Der Gerichtsbeschluss, der ein Aussageverweigerungsrecht der Zeugin ██████ verneint, und die einschlägigen Darlegungen in den Urteilsgründen ergeben eindeutig, dass die Strafkammer auf Grund der Erklärungen des Angeklagten und der Zeugin ███████ in der Hauptverhandlung zu der Überzeugung gelangt ist, dass ein Verlöbnis zwischen ihnen im Zeitpunkt der Hauptverhandlung nicht mehr bestand. Das in dem Gerichtsbeschluss und im Urteil angeführte Verhalten des Angeklagten und der Zeugin und ihre im Sitzungsprotokoll festgehaltenen Erklärungen stehen nicht im Widerspruch zu dieser Folgerung des Gerichts. Allerdings hat der Angeklagte seine Erklärung, er sei nicht mehr mit der Zeugin verlobt, ausweislich der Sitzungsniederschrift nachträglich „eingeschränkt“. Selbst wenn er sie widerrufen hätte, hätte das Landgericht ohne Verletzung der Gesetze des Denkens und der Psychologie aus der vorangegangenen Verneinung folgern können, dass ein ernstgemeintes Eheversprechen und damit ein Verlöbnis zwischen ihm und der Zeugin nicht mehr bestehe. Gegen diese Überzeugung der Strafkammer ist soweit aus Rechtsgründen nichts einzuwenden.

Die Art der Einlassung des Angeklagten und sein Verhalten, die dem Gerichtsbeschluss zugrunde liegen, mussten auch nicht mit in die Urteilsgründe aufgenommen werden; denn § 267 Abs. 1 Satz 2 StPO ist lediglich eine Ordnungsvorschrift.

b) Auf eine Verletzung des § 55 Abs. 2 StPO kann die Revision nicht gestützt werden, wie der Große Senat für Strafsachen nach BGHSt 11, 213 entschieden hat.

c) Die Rüge der Verletzung des § 244 Abs. 2 StPO, weil zur Frage der Glaubwürdigkeit des Mitangeklagten ███████ nicht die Beweise erhoben worden sind, die von der Verteidigung in ihrem Beweisantrag bezeichnet waren, geht fehl, da der Sachverhalt das Gericht nicht zur Benutzung weiterer Beweismittel in dieser Hinsicht drängte.

d) Die Revision sieht ferner eine Verletzung des Verfahrensrechts darin, dass das Gericht die von dem Verteidiger hilfsweise beantragte Aussetzung des Verfahrens abgelehnt hat; diese wurde erstrebt, damit zunächst der von dem Zeugen ███ im Zusammenhang mit seinen Angaben über den Mitangeklagten erwähnte Unbekannte ermittelt werden könne.

Die Strafkammer hat durchgreifende Zweifel an der Glaubwürdigkeit der Angaben des Zeugen ████. Sie hält auch für „absolut unglaubhaft“, was er von dem Mitangeklagten ██ erfahren haben will, und kommt daher zu dem Ergebnis, dass allenfalls, wenn man seinen Angaben folgen wolle, ihnen nur entnommen werden könne, dass G. von den hier abgeurteilten beiden Diebstahlshandlungen Kenntnis gehabt habe, was dieser ja schließlich selbst einräumt.

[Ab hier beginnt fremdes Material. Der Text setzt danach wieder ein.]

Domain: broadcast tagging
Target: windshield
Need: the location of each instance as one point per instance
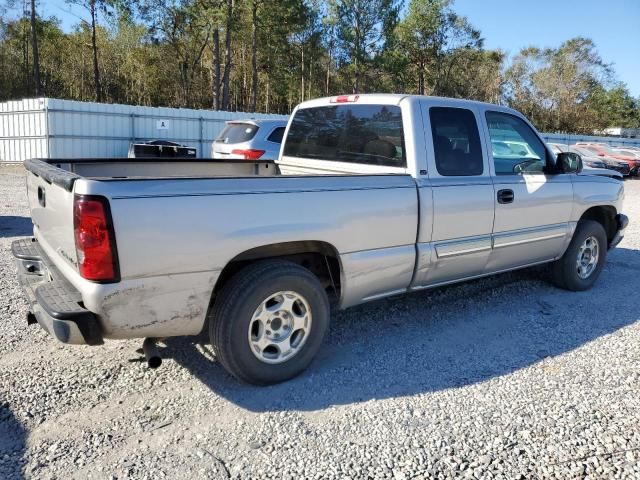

Im Hinblick hierauf hält die Strafkammer eine Aussetzung des Verfahrens bis zur Ermittlung des angeblichen Unbekannten, die der Verteidiger des Angeklagten ███ hilfsweise beantragt hat, nicht für geboten.

Die Voraussetzungen für eine Aussetzung des Verfahrens nach § 265 Abs. 4 StPO hat die Strafkammer damit ohne ersichtlichen Rechtsirrtum verneint. Denn gegenüber dem Eröffnungsbeschluss war für den Angeklagten ███ durch die Aussage des Zeugen H. nach ihrer Meinung keine veränderte Sachlage entstanden, die eine Aussetzung des Verfahrens zur genügenden weiteren Vorbereitung der Verteidigung für den Angeklagten angemessen erscheinen lassen konnte. Darüber, ob eine veränderte Sachlage sich ergeben hat und hiernach eine Aussetzung der Verhandlung angemessen ist, hat grundsätzlich der Tatrichter nach seinem pflichtgemäßen Ermessen zu entscheiden (vgl. BGHSt 8, 92, 96). Dafür, dass die Strafkammer hier von ihrem Ermessen einen pflichtwidrigen Gebrauch gemacht hätte, liegen keine Anhaltspunkte vor. Auch kann hier eine Verletzung der richterlichen Aufklärungspflicht in der Ablehnung einer Aussetzung des Verfahrens nicht gefunden werden, wie die Revision annimmt.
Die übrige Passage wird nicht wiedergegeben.